Direktur VOA Michael Abramowitz mengatakan dia termasuk di antara 1.300 staf yang ditempatkan cuti hari Sabtu.
"VOA membutuhkan reformasi yang bijaksana, dan kami telah membuat kemajuan dalam hal itu. Tetapi tindakan hari ini akan membuat Voice of America tidak dapat menjalankan misi vitalnya," katanya di Facebook, mencatat bahwa liputannya dalam 48 bahasa menjangkau 360 juta orang setiap minggu.

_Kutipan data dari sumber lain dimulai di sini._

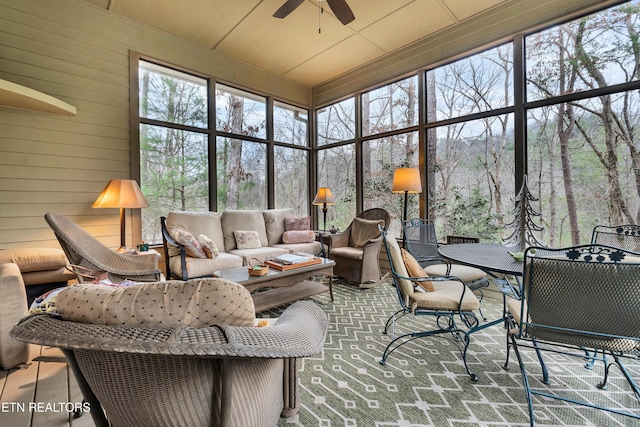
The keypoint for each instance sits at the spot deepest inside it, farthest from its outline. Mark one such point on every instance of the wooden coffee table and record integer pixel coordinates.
(277, 287)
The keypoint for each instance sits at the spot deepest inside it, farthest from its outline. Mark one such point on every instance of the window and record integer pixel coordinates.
(380, 157)
(290, 124)
(173, 144)
(180, 150)
(391, 107)
(242, 174)
(240, 112)
(337, 122)
(337, 170)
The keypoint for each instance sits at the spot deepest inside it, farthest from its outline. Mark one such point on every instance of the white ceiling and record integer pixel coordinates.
(293, 47)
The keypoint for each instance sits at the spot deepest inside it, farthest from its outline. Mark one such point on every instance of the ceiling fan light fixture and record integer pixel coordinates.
(340, 9)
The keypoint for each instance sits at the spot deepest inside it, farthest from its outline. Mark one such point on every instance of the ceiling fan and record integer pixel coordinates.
(340, 8)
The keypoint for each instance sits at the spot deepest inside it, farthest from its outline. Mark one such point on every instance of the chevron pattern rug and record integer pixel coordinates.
(424, 383)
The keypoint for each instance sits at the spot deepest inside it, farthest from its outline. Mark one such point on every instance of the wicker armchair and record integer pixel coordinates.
(179, 353)
(88, 255)
(359, 263)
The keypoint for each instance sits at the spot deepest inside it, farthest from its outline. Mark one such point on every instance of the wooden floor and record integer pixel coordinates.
(40, 394)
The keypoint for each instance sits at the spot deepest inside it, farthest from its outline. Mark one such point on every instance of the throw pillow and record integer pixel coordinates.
(298, 236)
(415, 270)
(248, 239)
(209, 247)
(298, 223)
(363, 230)
(190, 243)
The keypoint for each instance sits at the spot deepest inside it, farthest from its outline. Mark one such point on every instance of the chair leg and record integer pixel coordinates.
(525, 380)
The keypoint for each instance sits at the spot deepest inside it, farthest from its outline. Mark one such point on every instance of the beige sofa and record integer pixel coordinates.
(42, 269)
(220, 227)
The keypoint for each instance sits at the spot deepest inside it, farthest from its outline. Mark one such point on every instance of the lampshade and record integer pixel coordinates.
(324, 196)
(121, 193)
(406, 180)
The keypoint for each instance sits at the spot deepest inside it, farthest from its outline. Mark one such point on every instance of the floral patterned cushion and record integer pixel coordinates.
(249, 239)
(208, 246)
(297, 223)
(298, 236)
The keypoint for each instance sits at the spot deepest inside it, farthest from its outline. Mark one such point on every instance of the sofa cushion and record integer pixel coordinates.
(164, 305)
(247, 239)
(190, 243)
(202, 267)
(196, 223)
(297, 223)
(274, 224)
(210, 248)
(34, 259)
(363, 230)
(242, 220)
(298, 236)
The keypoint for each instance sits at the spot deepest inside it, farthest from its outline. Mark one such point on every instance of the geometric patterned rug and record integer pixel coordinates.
(424, 383)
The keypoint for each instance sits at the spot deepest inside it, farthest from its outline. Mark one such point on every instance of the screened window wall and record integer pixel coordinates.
(188, 163)
(570, 134)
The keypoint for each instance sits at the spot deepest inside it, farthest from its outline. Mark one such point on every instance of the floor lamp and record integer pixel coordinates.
(324, 198)
(406, 180)
(122, 194)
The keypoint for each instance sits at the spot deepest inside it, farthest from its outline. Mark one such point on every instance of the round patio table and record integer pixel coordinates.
(490, 257)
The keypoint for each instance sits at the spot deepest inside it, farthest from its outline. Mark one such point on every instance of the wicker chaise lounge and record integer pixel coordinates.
(179, 353)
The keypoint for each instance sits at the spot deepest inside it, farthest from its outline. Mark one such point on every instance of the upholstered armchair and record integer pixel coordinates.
(356, 250)
(179, 353)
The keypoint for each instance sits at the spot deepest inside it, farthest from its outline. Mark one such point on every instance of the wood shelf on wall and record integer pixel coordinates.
(17, 96)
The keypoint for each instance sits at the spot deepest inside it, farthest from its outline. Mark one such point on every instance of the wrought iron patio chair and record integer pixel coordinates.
(450, 300)
(89, 256)
(575, 298)
(626, 236)
(421, 241)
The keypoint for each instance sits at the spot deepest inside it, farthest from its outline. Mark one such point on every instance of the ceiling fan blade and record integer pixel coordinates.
(342, 10)
(288, 7)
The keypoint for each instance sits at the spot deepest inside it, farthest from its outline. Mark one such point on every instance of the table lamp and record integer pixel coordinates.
(324, 198)
(406, 180)
(122, 194)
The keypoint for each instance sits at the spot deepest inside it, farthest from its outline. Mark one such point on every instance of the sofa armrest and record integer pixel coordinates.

Kepala Radio Free Europe/Radio Liberty, yang mulai menyiarkan ke blok Soviet selama Perang Dingin, menyebut pembatalan pendanaan hadiah besar untuk musuh-musuh Amerika.
"Ayatollah Iran, pemimpin komunis China, dan otokrat di Moskow dan Minsk akan merayakan kematian RFE/RL setelah 75 tahun," kata presidennya, Stephen Capus, dalam sebuah pernyataan.
Pelaporan tanpa sensor
Media yang didanai AS telah mengarahkan kembali diri mereka sendiri sejak akhir Perang Dingin, menjatuhkan sebagian besar program yang diarahkan ke negara-negara Eropa Tengah dan Timur yang baru demokratis dan berfokus pada Rusia dan China.
Media yang didanai pemerintah Tiongkok telah memperluas jangkauan mereka secara tajam selama dekade terakhir, termasuk dengan menawarkan layanan gratis kepada outlet di negara berkembang yang seharusnya membayar untuk kantor berita Barat.
Radio Free Asia, yang didirikan pada tahun 1996, melihat misinya untuk menyediakan pelaporan tanpa sensor ke negara-negara tanpa media bebas, termasuk Cina, Myanmar, Korea Utara, dan Vietnam.
Outlet memiliki firewall editorial, dengan jaminan independensi yang dinyatakan meskipun ada dana pemerintah.
Kebijakan itu telah membuat marah beberapa orang di sekitar Trump, yang telah lama mencela media dan menyarankan bahwa outlet yang didanai pemerintah harus mempromosikan kebijakannya.
Langkah untuk mengakhiri media yang didanai AS kemungkinan akan menghadapi tantangan, seperti pemotongan besar Trump lainnya. Kongres, bukan presiden, memiliki kekuasaan konstitusional, dan Radio Free Asia khususnya telah menikmati dukungan bipartisan di masa lalu.
'Kekacauan'
Kelompok advokasi Reporters Without Borders mengutuk keputusan itu, dengan mengatakan itu, "mengancam kebebasan pers di seluruh dunia dan meniadakan 80 tahun sejarah Amerika dalam mendukung aliran informasi yang bebas."
Gregory Meeks, anggota Kongres teratas dari Partai Demokrat di Komite Urusan Luar Negeri DPR, dan anggota kongres senior dari Partai Demokrat Lois Frankel mengatakan dalam sebuah pernyataan bersama bahwa langkah Trump akan menyebabkan kerusakan abadi pada upaya AS untuk melawan propaganda di seluruh dunia.
Seorang karyawan VOA, yang meminta anonimitas, menggambarkan pesan hari Sabtu sebagai contoh sempurna dari kekacauan dan sifat proses yang tidak siap, dengan staf VOA berasumsi bahwa program terjadwal tidak aktif tetapi tidak diberitahukan secara langsung.
Seorang karyawan Radio Free Asia mengatakan, "Ini bukan hanya tentang kehilangan penghasilan Anda. Kami memiliki staf dan kontraktor yang khawatir akan keselamatan mereka. Kami memiliki wartawan yang bekerja di bawah radar di negara-negara otoriter di Asia. Kami memiliki staf di AS yang takut dideportasi jika visa kerja mereka tidak lagi berlaku."
"Memusnahkan kita dengan pukulan pena sungguh mengerikan," pungkasnya.